A falsa recuperação do mercado imobiliário
Image credits: Matias Santa Maria.
Investimento imobiliário bate recorde à boleia de investidores estrangeiros, refere o Económico. Tomando por base dados da consultora Cushman & Wakefield, a notícia dá conta do bom momento que atravessa o mercado imobiliário em Portugal com um investimento da ordem dos 1,9 mil milhões de euros no ano passado; o dobro do valor registado em 2014.
Os analistas apontam, por um lado, a política de expansão quantitativa do BCE como um dos principais factores que motivam este desempenho positivo. A política de recompra de dívida por parte do banco central permitiu injectar um volume elevado de liquidez na banca, fomentando a oportunidade para novos investimentos na área do imobiliário.

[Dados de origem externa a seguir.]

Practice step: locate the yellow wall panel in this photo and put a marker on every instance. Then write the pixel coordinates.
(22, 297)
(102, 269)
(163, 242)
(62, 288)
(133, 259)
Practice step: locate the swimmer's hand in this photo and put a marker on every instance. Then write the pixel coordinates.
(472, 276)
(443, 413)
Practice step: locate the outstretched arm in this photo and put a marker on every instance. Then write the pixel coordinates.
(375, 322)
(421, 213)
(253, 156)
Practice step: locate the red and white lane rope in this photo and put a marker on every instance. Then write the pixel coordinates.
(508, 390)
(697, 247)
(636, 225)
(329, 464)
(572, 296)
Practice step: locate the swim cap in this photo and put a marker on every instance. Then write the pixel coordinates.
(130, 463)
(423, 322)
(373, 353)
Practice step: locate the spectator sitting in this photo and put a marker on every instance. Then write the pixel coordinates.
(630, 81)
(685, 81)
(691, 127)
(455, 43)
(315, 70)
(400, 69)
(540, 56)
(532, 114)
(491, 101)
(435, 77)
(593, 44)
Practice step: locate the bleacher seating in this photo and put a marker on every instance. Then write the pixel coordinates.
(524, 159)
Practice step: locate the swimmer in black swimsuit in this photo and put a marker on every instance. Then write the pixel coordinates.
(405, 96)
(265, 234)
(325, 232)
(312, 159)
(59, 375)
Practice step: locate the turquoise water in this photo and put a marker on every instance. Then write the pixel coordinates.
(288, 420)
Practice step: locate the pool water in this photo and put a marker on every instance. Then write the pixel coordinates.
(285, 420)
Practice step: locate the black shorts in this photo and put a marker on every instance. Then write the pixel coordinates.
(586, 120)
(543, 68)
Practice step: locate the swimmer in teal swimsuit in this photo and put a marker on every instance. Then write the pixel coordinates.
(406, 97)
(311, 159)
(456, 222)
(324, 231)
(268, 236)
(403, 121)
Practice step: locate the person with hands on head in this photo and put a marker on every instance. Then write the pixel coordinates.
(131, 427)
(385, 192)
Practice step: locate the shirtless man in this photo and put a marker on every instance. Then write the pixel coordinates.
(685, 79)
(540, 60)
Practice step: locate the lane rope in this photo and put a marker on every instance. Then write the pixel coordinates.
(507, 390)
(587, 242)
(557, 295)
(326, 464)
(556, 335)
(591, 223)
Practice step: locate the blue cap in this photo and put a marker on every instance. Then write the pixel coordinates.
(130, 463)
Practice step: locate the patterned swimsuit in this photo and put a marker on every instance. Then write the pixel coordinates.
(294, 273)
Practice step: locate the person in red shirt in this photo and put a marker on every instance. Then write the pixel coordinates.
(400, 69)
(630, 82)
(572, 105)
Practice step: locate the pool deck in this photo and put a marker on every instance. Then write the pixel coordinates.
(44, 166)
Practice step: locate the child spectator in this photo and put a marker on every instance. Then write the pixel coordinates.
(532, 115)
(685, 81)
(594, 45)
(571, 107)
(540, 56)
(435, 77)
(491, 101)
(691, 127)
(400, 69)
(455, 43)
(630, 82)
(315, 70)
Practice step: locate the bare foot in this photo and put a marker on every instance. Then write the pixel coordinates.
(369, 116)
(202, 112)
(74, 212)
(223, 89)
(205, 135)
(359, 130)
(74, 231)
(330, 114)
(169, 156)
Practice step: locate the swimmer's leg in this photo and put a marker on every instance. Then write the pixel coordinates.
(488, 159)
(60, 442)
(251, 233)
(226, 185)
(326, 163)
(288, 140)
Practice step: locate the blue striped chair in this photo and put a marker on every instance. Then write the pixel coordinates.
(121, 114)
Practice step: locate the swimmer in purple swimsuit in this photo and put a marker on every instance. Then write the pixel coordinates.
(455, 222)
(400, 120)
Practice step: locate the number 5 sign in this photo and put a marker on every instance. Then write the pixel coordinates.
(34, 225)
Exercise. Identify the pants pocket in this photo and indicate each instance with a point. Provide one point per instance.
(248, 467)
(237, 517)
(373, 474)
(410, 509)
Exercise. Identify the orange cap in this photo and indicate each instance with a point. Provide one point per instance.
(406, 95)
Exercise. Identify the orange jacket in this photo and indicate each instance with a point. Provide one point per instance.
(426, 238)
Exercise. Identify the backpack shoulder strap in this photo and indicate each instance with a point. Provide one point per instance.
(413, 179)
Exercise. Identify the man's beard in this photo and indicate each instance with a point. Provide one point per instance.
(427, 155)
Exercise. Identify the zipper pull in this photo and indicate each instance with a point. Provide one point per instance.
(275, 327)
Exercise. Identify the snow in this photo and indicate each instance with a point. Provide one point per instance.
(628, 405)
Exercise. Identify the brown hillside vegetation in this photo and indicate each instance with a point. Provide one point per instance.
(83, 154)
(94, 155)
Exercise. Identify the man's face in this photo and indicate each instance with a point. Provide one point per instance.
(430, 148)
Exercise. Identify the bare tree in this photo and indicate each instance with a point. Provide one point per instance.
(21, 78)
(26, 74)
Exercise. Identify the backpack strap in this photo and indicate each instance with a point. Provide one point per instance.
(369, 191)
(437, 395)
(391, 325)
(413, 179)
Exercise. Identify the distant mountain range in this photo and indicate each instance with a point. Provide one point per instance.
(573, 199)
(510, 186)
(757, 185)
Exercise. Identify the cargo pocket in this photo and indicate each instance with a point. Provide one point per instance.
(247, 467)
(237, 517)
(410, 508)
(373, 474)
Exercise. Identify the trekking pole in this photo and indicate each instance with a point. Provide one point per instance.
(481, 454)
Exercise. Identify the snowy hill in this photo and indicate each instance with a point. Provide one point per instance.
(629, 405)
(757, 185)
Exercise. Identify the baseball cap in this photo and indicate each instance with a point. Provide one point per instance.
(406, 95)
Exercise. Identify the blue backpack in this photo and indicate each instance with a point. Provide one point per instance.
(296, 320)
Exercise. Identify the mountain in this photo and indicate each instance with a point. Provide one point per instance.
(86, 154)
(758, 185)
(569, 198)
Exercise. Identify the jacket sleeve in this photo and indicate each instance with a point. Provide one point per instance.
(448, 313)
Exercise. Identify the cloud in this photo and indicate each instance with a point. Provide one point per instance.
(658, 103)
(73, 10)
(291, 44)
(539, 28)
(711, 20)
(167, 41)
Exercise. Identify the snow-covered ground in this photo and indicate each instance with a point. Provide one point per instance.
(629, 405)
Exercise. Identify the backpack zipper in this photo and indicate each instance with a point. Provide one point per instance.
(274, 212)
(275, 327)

Por outro lado, várias entidades viram-se na contingência de vender o seu património, apontando-se, a título de exemplo, o caso do Novo Banco, bem como outras instituições que, não sendo forçadas a tal, entenderam estarmos perante uma conjuntura favorável para proceder a vendas.
Um dado importante na leitura da situação actual encontramos no facto de 90% do volume das transacções no ano passado estar afecta a investidores estrangeiros, em particular dos Estados Unidos, Espanha e Alemanha. O investimento em activos imobiliários por parte destes três países ascende a valores da ordem dos 1240 milhões de euros, com os EUA a totalizar cerca de 800 milhões. Esses investimentos centram-se, especialmente, em grandes superfícies comerciais, plataformas logísticas, retail parks, edifícios de escritórios e ainda alguns activos para reabilitação urbana.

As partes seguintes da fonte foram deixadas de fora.